4. Il résulte de l'instruction, notamment de la proposition de rectification du 28 avril 2015, que la SARL EFS conseils a porté en charges dans sa comptabilité des sommes correspondant à des factures émises par M. A.... L'administration fait valoir que ces dépenses ne pouvaient être déduites dès lors, d'une part, qu'à la date d'émission de ces factures, M. A... n'exerçait pas d'activité de vente à titre indépendant et n'était pas inscrit au registre du commerce et des sociétés de sorte qu'il n'était pas habilité à émettre des factures et, d'autre part, que les factures en cause ne correspondaient à aucune prestation réelle. Si les appelants soutiennent que les prestations facturées concernaient des biens précédemment acquis par une société dissoute dont M. A... était le gérant et font valoir que la société EFS conseils a revendu des biens de même nature sur des chantiers qu'elle a réalisés, ils ne contestent pas l'absence de qualité de M. A... pour établir des factures, une telle circonstance étant un indice suffisant pour mettre en doute la réalité de la prestation fournie. Au surplus, l'administration relève, sans être contredite, des incohérences entre la nature et les quantités des biens facturés par M. A... et ceux livrés aux clients de la société EFS conseils. Par suite, l'administration doit être regardée comme démontrant le caractère fictif des factures en cause. L'imputation en charges du montant de ces factures a ainsi indûment minoré le bénéfice de la SARL EFS conseils. L'administration était dès lors fondée à les réintégrer dans le résultat imposable et justifie l'existence et le montant des revenus distribués correspondants.
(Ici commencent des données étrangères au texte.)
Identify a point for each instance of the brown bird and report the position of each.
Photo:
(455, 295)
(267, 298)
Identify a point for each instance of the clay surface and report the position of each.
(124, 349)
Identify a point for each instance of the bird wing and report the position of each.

S'agissant des charges non engagées dans l'intérêt de la société :

5. L'administration a réintégré dans le résultat de la SARL EFS conseils des frais de téléphonie engagés pour le compte de M. A... avant qu'il ne soit salarié de cette société, des frais de restaurant, de vêtements, de pressing, de réparation et d'entretien d'un véhicule n'appartenant pas à la société, des cadeaux, l'achat de produits et d'une pompe à chaleur pour piscine ainsi que l'achat d'une fenêtre et de frais de travaux de vitrerie au motif que ces dépenses n'avaient pas été engagées dans l'intérêt de l'exploitation. Si les appelants soutiennent que les frais de téléphonie au profit de M. A..., à hauteur de la somme de 2 944,04 euros, que la société a portée en charges, ont été exposés dans l'intérêt de l'entreprise en ce qu'il devait être joignable eu égard aux fonctions qu'il exerçait, ils ne contestent pas, ainsi que le relève l'administration, que les frais en cause ont été exposés avant que M. A... ne soit engagé dans l'entreprise le 1er octobre 2012. Les requérants ne contestent pas que les autres dépenses n'ont pas été supportées dans l'intérêt de l'entreprise. Dans ces conditions, c'est à bon droit que les sommes en cause ont été réintégrées au résultat de la société si bien que l'administration justifie l'existence et le montant de revenus distribués correspondants.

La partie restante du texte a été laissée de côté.